TA Tuesday: BTC Down, ETH Steady, Markets Await FOMC

Week-over-week performance:

  • BTCUSD: 63,423 / -4.28%
  • ETHUSD: 3,172 / -0.13% (!)
  • US10Y: 4.62% / +1 bp
  • DXY: 105.94 / -0.16%
  • GOLD (USD/OZ): 2,319 / +0.3%
  • SPX: 5,116 / +2.12%
  • NDX: 17,782 / +3.32%
  • DVOL: 52.76 / -23.06%
  • VIX: 14.68 / -13.29%

Looking ahead – Economic Calendar

  • Tuesday, 30 April: EU CPI, EU GDP
  • Wednesday, 1 May: EU/CH/UK/APAC Labour Day, US JOLTs, FOMC & Press
  • Thursday, 2 May: CH CPI
  • Friday, 3 May: US NFP

On the macro side:

Last week, the US PCE index exceeded expectations, registering a year-on-year increase of 2.7%. 
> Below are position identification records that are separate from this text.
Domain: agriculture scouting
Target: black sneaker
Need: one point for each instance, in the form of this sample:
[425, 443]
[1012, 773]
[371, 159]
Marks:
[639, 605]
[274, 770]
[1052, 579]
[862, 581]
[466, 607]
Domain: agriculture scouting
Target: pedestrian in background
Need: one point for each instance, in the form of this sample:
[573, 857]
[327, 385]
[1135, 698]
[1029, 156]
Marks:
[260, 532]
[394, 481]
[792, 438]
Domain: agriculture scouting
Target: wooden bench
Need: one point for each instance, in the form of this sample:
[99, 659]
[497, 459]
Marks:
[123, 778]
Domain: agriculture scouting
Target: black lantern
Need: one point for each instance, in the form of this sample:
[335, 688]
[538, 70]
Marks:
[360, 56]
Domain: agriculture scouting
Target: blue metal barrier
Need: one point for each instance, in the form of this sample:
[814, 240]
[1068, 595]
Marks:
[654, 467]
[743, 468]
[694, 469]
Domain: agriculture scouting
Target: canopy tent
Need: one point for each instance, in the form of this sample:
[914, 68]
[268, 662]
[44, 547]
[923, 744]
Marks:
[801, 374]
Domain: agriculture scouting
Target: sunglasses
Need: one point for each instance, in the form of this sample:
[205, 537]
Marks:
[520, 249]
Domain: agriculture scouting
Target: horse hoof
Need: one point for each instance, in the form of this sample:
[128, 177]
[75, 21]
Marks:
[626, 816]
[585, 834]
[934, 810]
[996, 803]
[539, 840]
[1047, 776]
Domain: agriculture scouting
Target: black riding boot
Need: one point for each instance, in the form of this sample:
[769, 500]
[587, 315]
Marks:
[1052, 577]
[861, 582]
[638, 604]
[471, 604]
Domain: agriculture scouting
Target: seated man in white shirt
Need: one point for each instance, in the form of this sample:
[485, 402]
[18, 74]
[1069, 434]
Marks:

While this indicates a deviation from the Fed’s 2% inflation target, the overall impact is seen as tolerable. 

Bond traders have adjusted their expectations and are now foreseeing a single 25 bps rate cut from the Fed this year, compared to the 7 (!!) initially anticipated at the start of the year and 3 in March. 

This is a massive shift in duration and reflects the “higher for longer” sentiment.

US risk assets performed positively, supported by a decline in the VIX.

My inclination is that the markets are accepting a prolonged period of rates, especially given the strong economy.

However, how Jerome Powell handles the FOMC press conference will have a major impact on market reactions. 

Additionally, with the FOMC meeting scheduled for 1 May, a public holiday in many countries outside the US, reduced liquidity may amplify movements in equities and cryptocurrencies compared to previous FOMC meetings.


On the FX side:

As we approach a busy week of US macroeconomic events, market activity has consolidated. 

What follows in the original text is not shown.